Barbara Kollmeyer
6 min read
In This Article:
Wednesday’s setup is looking weaker for equities as surging bond yields start to rattle some nerves ahead of an important auction later.
Flying in the face of this fear is Morgan Stanley and a bullish call of the day that sees the bank shift to an overweight on U.S. stocks and bonds. “Slow-but-not-dire growth makes us neutral on global stocks and constructive on fixed income, but with a strong regional preference for the U.S. across assets,” said a team of strategists including Mike Wilson.
The team previously saw the S&P 500 SPX reaching 6,500 by the end of 2025, and now see that as a base case for the second quarter of 2026 — rolling it forward in their words. Their bull case calls for a 21% jump to 7,200 by June 2026 and a drop to 4,900 in a bear case (all from a May 19 level of 5,964).

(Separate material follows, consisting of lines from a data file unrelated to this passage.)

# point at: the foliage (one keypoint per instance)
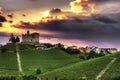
(71, 50)
(8, 78)
(31, 77)
(88, 68)
(3, 50)
(38, 71)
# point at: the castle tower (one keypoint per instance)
(32, 38)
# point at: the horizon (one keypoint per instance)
(97, 23)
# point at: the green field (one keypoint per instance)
(32, 59)
(89, 69)
(56, 63)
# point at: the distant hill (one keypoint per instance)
(89, 69)
(31, 59)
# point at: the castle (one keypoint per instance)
(32, 38)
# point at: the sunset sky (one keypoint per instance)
(71, 22)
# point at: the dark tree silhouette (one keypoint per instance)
(17, 39)
(13, 40)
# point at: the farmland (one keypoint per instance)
(55, 62)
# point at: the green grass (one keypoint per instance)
(114, 70)
(46, 60)
(56, 63)
(90, 69)
(8, 64)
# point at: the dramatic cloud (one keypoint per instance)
(84, 29)
(2, 19)
(85, 7)
(55, 11)
(4, 34)
(105, 19)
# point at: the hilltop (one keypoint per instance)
(31, 59)
(88, 69)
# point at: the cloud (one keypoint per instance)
(2, 19)
(105, 19)
(55, 11)
(88, 29)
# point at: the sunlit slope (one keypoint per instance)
(89, 69)
(8, 61)
(46, 60)
(114, 70)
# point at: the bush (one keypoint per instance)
(38, 71)
(3, 50)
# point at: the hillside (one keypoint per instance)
(32, 59)
(89, 69)
(46, 60)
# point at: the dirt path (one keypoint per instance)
(18, 59)
(105, 69)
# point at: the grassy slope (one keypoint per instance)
(46, 60)
(8, 61)
(89, 69)
(114, 70)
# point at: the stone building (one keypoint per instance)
(32, 38)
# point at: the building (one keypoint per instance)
(32, 38)
(0, 45)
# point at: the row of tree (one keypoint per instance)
(14, 39)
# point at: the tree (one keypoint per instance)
(38, 71)
(17, 39)
(13, 40)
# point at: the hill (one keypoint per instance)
(32, 59)
(46, 60)
(89, 69)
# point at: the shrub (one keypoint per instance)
(38, 71)
(3, 50)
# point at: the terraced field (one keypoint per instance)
(46, 60)
(88, 69)
(56, 63)
(8, 64)
(31, 59)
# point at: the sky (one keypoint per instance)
(71, 22)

Why the bullish turn? “We’ve already experienced rolling earnings recessions across the equity market for the last [approximately] three years,” they said, adding that this should make comparisons “less onerous” and set up for a earnings recovery happening simultaneously for many companies over their forecast period.
“The earnings path should be aided by Fed rate cuts in 2026, dollar
weakness, as well as a broader realization of AI-driven efficiency gains,” they said.
And Morgan Stanley thinks the worst is over for stocks. “From our perspective, the level of tariffs announced on ‘Liberation Day’ was so dramatic, it led to what can only be described as capitulatory price action. As a result, we think that the price lows are in assuming we don’t experience a deep recession,” they said.
For the next six to 12 months, they see stock markets looking ahead to a “more accommodative policy agenda,” including incentivizing infrastructure investment, tax breaks, deregulation and rate cuts.
The recent U.S.-China tariff pause has “significantly” cut the risk of recession, with their economists now forecasting seven rate cuts in 2026 that will be “supportive of higher-than-average valuations.”